Parser::task8(s, cs);
cr.insert(std::make_pair(cs.title, cs));
}
data.insert(cr.begin(), cr.end());
}, ap);
My program uses only 10% of the CPU (2 CPU, 16 cores) and works on 8 cores. I do not understand why the remaining 8 cores are not used (single processor). I would be grateful for pointing me to the correct algorithm parallelization this task.
Thanks for the advice.
Stan
Your input.size()
might be small or gs
is too big to prevent creation of enough amount of parallelism. Otherwise, if the number of threads is of the concern, check process (affinity) mask of your program when you start it and how TBB is initialized (e.g. if tbb::task_scheduler_init
is created with small number of threads).

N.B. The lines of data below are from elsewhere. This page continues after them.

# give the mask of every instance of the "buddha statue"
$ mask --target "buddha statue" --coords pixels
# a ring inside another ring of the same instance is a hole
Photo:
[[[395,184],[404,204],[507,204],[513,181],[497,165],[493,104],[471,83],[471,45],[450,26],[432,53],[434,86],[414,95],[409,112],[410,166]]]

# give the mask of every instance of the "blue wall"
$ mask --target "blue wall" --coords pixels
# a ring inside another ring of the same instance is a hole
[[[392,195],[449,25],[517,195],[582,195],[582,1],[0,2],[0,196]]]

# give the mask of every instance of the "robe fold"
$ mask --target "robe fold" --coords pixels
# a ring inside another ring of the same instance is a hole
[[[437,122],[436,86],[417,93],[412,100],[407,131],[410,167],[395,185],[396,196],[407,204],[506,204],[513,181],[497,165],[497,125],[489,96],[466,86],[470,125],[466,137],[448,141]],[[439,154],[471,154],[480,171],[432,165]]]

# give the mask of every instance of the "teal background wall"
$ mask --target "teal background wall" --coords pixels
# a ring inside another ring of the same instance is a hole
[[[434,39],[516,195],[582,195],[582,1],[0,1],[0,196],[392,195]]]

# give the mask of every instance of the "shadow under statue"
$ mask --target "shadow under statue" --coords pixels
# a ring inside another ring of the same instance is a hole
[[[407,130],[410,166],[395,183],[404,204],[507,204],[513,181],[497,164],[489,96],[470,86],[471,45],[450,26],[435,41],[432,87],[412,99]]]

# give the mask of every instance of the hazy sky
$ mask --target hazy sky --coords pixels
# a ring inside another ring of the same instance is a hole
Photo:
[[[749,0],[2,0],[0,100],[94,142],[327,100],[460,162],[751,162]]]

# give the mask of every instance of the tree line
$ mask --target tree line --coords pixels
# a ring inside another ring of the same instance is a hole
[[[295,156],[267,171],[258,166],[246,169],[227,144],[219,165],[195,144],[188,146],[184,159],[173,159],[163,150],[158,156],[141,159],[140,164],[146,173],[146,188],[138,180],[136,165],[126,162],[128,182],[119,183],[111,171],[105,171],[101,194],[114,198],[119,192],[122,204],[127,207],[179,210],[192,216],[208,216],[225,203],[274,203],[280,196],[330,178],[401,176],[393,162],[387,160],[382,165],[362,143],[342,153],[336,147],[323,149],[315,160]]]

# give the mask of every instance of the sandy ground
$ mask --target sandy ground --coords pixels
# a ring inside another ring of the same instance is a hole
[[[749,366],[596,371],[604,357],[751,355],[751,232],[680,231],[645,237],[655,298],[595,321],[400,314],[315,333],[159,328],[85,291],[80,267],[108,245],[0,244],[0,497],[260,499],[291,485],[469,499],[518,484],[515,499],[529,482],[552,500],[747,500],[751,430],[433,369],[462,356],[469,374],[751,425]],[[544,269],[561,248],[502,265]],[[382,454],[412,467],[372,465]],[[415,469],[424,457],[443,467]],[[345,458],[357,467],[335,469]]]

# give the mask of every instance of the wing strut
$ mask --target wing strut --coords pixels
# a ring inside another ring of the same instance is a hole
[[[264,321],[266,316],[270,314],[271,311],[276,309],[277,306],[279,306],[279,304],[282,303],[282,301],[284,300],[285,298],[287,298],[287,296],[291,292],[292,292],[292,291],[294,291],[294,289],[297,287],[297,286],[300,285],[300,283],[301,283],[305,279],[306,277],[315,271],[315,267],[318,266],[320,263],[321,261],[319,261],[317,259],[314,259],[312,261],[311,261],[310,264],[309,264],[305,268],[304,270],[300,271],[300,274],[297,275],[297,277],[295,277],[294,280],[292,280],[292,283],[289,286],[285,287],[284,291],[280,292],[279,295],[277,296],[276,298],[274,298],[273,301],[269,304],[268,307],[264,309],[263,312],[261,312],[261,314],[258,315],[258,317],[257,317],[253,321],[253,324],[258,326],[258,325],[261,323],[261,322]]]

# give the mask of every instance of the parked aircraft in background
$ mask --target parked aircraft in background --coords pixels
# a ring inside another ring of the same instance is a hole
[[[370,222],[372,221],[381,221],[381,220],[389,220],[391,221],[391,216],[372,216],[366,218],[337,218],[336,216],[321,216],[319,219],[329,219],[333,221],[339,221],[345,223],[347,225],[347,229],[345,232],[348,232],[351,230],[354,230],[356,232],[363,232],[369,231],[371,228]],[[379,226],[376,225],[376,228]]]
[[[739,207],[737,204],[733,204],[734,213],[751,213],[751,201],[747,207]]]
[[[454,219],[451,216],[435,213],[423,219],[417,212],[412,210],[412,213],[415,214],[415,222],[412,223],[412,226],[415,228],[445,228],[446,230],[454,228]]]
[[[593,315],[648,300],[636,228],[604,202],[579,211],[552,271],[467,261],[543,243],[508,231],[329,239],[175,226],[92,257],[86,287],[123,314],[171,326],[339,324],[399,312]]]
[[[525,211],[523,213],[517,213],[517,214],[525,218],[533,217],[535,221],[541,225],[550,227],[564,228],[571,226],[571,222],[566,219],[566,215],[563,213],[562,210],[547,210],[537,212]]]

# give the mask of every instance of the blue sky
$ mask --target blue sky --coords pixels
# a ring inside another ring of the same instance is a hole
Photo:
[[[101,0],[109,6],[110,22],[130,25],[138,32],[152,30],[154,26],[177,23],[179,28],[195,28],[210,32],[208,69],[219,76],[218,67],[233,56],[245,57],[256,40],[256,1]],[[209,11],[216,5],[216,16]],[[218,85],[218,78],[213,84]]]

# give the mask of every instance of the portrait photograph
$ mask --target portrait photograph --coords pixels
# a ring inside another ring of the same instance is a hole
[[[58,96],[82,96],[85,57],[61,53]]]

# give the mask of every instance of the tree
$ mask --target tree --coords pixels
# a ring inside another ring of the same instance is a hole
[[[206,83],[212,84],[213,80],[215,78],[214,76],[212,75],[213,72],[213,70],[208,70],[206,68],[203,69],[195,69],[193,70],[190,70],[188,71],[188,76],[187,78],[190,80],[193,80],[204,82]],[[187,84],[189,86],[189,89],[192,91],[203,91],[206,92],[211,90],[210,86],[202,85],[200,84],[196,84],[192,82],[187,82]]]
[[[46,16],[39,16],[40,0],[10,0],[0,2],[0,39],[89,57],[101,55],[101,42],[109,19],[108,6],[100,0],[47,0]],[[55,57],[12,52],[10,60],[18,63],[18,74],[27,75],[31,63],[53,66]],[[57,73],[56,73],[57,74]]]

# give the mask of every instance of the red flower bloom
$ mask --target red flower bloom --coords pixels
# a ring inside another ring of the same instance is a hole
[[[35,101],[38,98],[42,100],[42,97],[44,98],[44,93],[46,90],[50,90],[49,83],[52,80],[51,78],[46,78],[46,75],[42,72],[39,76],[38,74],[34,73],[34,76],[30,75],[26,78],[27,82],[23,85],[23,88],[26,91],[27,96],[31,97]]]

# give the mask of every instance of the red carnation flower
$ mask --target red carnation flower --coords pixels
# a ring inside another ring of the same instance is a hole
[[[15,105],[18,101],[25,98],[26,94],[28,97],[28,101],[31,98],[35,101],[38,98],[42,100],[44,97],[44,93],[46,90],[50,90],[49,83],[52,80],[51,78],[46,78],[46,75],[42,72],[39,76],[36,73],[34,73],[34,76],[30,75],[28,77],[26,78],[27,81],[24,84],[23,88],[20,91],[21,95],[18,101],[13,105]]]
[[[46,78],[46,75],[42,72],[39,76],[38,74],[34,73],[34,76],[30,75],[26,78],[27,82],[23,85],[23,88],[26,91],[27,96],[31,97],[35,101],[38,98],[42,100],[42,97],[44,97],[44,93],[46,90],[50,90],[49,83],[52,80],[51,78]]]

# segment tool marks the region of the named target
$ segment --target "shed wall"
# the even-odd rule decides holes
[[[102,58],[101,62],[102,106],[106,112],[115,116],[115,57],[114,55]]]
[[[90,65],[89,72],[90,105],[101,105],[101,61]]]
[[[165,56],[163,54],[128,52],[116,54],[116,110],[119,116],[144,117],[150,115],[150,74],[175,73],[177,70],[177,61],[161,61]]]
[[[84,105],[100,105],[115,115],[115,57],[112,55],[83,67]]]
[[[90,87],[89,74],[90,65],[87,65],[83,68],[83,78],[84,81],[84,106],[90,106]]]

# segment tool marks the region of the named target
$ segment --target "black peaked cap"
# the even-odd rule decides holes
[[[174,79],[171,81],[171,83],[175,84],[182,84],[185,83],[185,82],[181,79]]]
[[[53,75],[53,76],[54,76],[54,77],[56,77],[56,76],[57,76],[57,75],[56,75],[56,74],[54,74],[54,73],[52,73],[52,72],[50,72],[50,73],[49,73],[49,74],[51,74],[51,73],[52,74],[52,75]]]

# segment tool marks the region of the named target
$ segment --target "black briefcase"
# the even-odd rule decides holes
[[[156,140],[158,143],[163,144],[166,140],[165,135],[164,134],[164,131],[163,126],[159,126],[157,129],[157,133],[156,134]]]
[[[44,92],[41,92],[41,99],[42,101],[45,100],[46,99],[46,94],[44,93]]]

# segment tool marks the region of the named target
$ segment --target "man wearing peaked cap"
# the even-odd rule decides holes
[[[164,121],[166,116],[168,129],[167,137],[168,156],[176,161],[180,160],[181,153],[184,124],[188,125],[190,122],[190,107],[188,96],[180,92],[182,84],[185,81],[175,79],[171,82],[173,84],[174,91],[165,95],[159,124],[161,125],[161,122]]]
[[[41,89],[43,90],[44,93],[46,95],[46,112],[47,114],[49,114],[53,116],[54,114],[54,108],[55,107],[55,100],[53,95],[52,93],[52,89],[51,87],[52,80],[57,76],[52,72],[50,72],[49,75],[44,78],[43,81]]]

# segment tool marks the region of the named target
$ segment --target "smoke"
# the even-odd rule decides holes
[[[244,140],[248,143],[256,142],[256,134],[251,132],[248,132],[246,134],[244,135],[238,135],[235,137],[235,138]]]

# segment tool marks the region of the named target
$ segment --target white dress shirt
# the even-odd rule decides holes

As for CPU utilization, it is expected when your work is IO-bound, i.e. reading a file. It is also possible that the time necessary to complete one parallel iteration differs a lot from another iteration. In this case, small iterations might be completed even before all the threads are created. (You should manually wait when all the threads are operational if you want to measure speedup accurately)
Advices:
You have a bug with data.insert
since std::map
is not safe for concurrent modification. Use tbb::concurrent_unordered_map
or just tbb::parallel_reduce
in order to merge partial results collected in cr
from different threads.
The pattern Parser::task1(s, cs); ... Parser::task8(s, cs);
can also be parallelized if the tasks do not share a global state. See tbb::parallel_pipeline
which will enable pipeline-type of parallelism for the chain of these independent tasks.